A PARTY FOR A POTHOLEI was glad to see, this week, that the British sense of humour, even among government employees, has not totally succumbed to “political correctness”. This story is a great reminder that, without, humour, our lives would be immeasurably duller. As an old British, and U.S., Army axiom said, “If you can take a joke, you shouldn’t have joined”. To put it bluntly, long live political incorrectness, and a toast to humour in all its forms. To the story:

     Lt. Colonel Robert Maclaren retired from the British Army in 2001 after a long, fulfilling career. On the day he retired he received a letter from the Personnel Department of the Ministry of Defence setting out details of his pension and, in particular, the tax-free ‘lump sum’ award (based upon completed years of service) that he would receive, in addition to his monthly pension. The letter read:

“Dear Lt. Colonel Maclaren,

We write to confirm that you retired from the Royal Scots Dragoon Guards on 1st March 2001 at the rank of Lt Colonel, having been commissioned into the British Army at Edinburgh Castle as a 2nd Lieutenant on 1st February 1366. Accordingly, your lump sum payment, based on years served, has been calculated as £68,500. You will receive a cheque for this amount in due course.

Yours sincerely,

Army Paymaster

Col Maclaren replied,

“Dear Paymaster,

Thank you for your recent letter confirming that I served as an officer in the Royal Scots Dragoon Guards between 1st February 1366 and 1st March 2001 – a total period of 635 years and 1 month. I note however that you have calculated my lump sum to be £68,500, which seems to be considerably less than it should be bearing in mind my length of service since I received my commission from King Edward III.

By my calculation, allowing for interest payments and currency fluctuations, my lump sum should actually be £6,427,586,619.47.

I look forward to receiving a cheque for this amount in due course.

Yours sincerely,

Robert Maclaren (Lt Col Retd)

     A month passed by, and then in early April, a stout manilla envelope from the Ministry of Defence in Edinburgh dropped through Col. Maclaren’s letter box. It read:

“Dear Lt Colonel Maclaren,

We have reviewed the circumstances of your case as outlined in your recent letter to us dated 8th March inst. We do indeed confirm that you were commissioned into the Royal Scots Dragoon Guards of the British Army by King Edward III at Edinburgh Castle on 1st February 1366 and that you served continuously for the following 635 years and 1 month. We have re-calculated your pension and have pleasure in confirming that the lump sum payment due to you is indeed £6,427,586,619.47.

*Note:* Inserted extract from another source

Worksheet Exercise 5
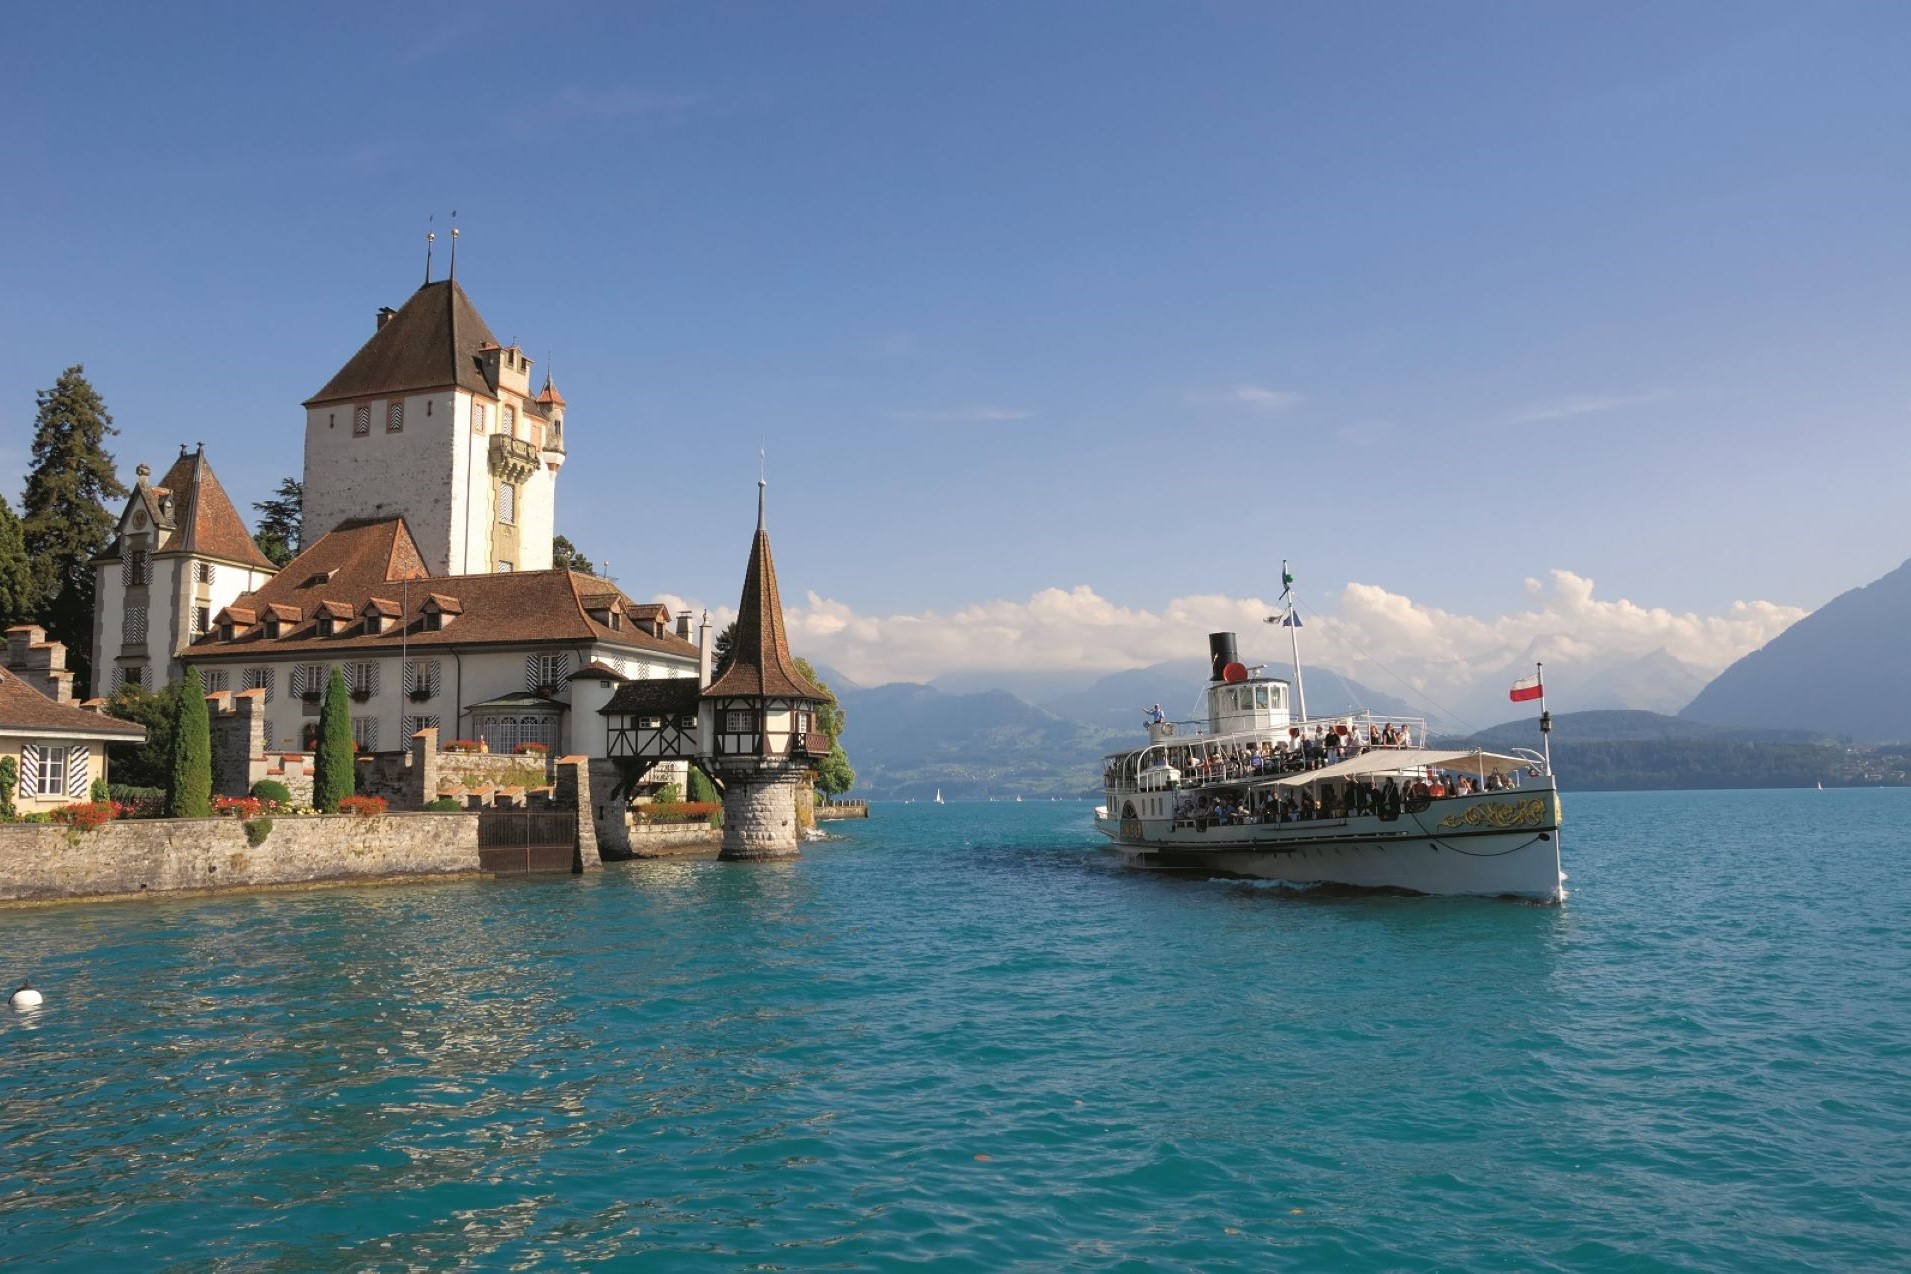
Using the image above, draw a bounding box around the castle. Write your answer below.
[92,276,703,766]
[88,267,831,855]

   However, we also note that according to our records, you are the only surviving officer who had command responsibility during the following campaigns and battles:

The Wars of the Roses 1455 -1485 (including the battles of Bosworth Field, Barnet, and Towton), The Civil War 1642 -1651 (including the battles Edge Hill, Naseby, and the conquest of Ireland), The Napoleonic War 1803 – 1815 (including the battle of Waterloo and the Peninsular War), The Crimean War (1853 – 1856) (including the battle of Sevastopol and the Charge of the Light Brigade), The Boer War (1899 -1902).

   We would, therefore, wish to know what happened to the following, which do not appear to have been returned to the British Army Stores by you on completion of operations:

9765 Cannon

26,785 Swords

12,889 Pikes

127,345 Rifles (with bayonets)

28,987 horses (fully kitted)

Plus three complete marching bands with instruments and banners.

   We have calculated the total cost of these items and they amount to £6,427,518.119.47. We have therefore subtracted this sum from your lump sum, leaving a residual amount of £68,500, for which you will receive a cheque in due course.

Yours sincerely . . . .”

     In case you didn’t notice, the original letter from the British Army stated, presumably incorrectly, that Col. Maclaren was commissioned on February 1, 1366.

     I promise to document more instances of irreverent humour. We need far more of it to keep us humble and sane.